Researchers Discover How Gene Mutation Leads to Follicular Lymphoma

A field of lymph nodes connected by multiple lymphatic vessels with one node in cross section showing the pathology of follicular lymphoma breaking through the node capsule.

Follicular lymphoma cells tend to grow in a circular pattern and replace the normal structure of a lymph node. The disease is often slow-growing but hard to cure.

Over the past few decades, there has been little progress in developing new therapies for follicular lymphoma, one of the most common forms of non-Hodgkin lymphoma. The disease, which involves the abnormal production of white blood cells called B cells, is often slow growing but is still considered incurable. It also has proven hard for researchers to study, due to a lack of cell lines and a good animal model.

Now Memorial Sloan Kettering researchers led by cancer biologist Hans-Guido Wendel, working in collaboration with the laboratory of Ari Melnick at Weill-Cornell Medical College, have made a surprising discovery about the molecular basis of follicular lymphoma. The most commonly mutated gene in this disease, KMT2D, does not cause cancer through the typical mechanisms, which act directly to drive uncontrolled cell growth. Instead it controls the activity of hundreds of other genes through a process called epigenetic regulation.

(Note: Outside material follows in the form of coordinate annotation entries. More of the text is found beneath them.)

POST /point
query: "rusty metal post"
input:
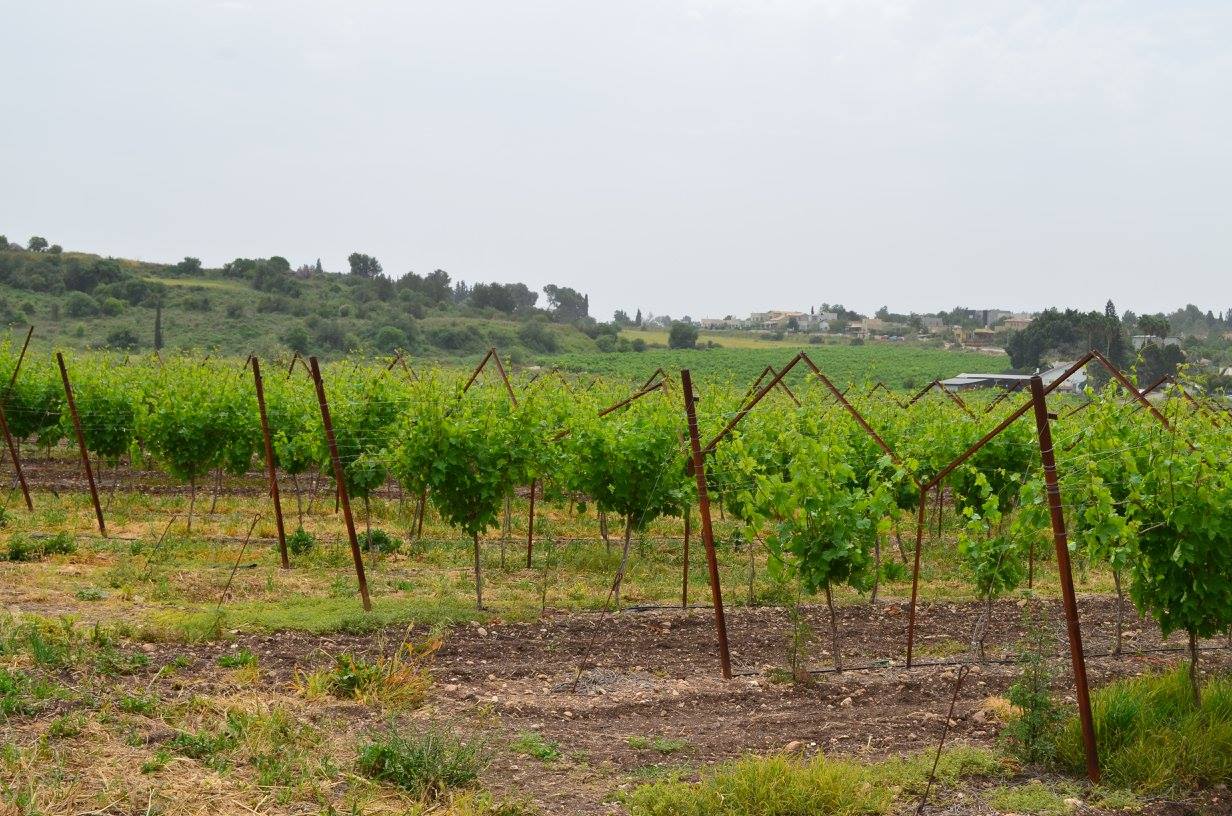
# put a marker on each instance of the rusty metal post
(920, 523)
(707, 533)
(80, 435)
(269, 464)
(16, 369)
(340, 477)
(684, 581)
(16, 460)
(530, 528)
(1067, 579)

[KMT2D] is the most important mutation in this incurable disease.
Hans-Guido Wendel cancer biologist

“This is the most important mutation in this incurable disease, and we figured out what it does,” says Dr. Wendel. “Understanding the molecular cause is an important step toward new and better therapies. For example, emerging drugs are able to target some of these signaling pathways and may be effective against these tumors.”

The discovery is published online in Nature Medicine.

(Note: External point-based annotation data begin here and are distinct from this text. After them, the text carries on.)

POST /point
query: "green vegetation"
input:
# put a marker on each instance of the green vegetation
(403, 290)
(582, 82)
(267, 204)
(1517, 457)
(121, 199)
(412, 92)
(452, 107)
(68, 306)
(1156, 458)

A Mutation’s Ripple Effect

Epigenetics relates to a gene’s functioning being changed by factors unrelated to the sequence of its DNA. Epigenetic changes are a normal part of many biological processes, but they also can lead to cancer and other diseases.

KMT2D operates through an epigenetic mechanism called histone modification. Histones are proteins that DNA wraps around like yarn on a spool. In effect, if the DNA is wrapped too tightly, it is unable to unspool and the genes encoded on it cannot be expressed — they remain “off.” If it’s too loose, genes that should remain silent may be activated.

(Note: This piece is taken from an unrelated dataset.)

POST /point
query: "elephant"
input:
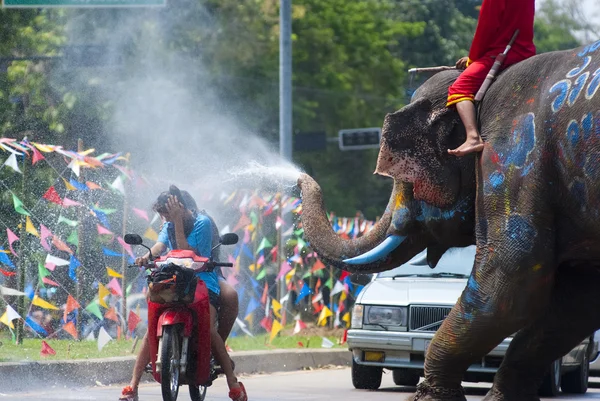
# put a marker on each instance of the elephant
(530, 202)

When the KMT2D gene is mutated, other genes fail to switch on.
Ana Ortega-Molina postdoctoral fellow

The tightness or looseness of the DNA — and resulting gene expression — is regulated by histone modifying enzymes, or HMEs, which “mark” a histone to alter it. The KMT2D gene produces an HME that uses this process to turn on an array of genes that manage B cell growth and prevent the cells from becoming malignant.

“We found that the KMT2D enzyme activates a large number of genes, many of which are essential to the normal production of B cells,” explains Ana Ortega-Molina, a postdoctoral research fellow in Dr. Wendel’s laboratory and one of the first authors of the study. “When the KMT2D gene is mutated, these other genes fail to switch on, and the B cells don’t receive the signal to stop dividing when they should. This results in the proliferation of abnormal B cells that leads to follicular lymphoma.”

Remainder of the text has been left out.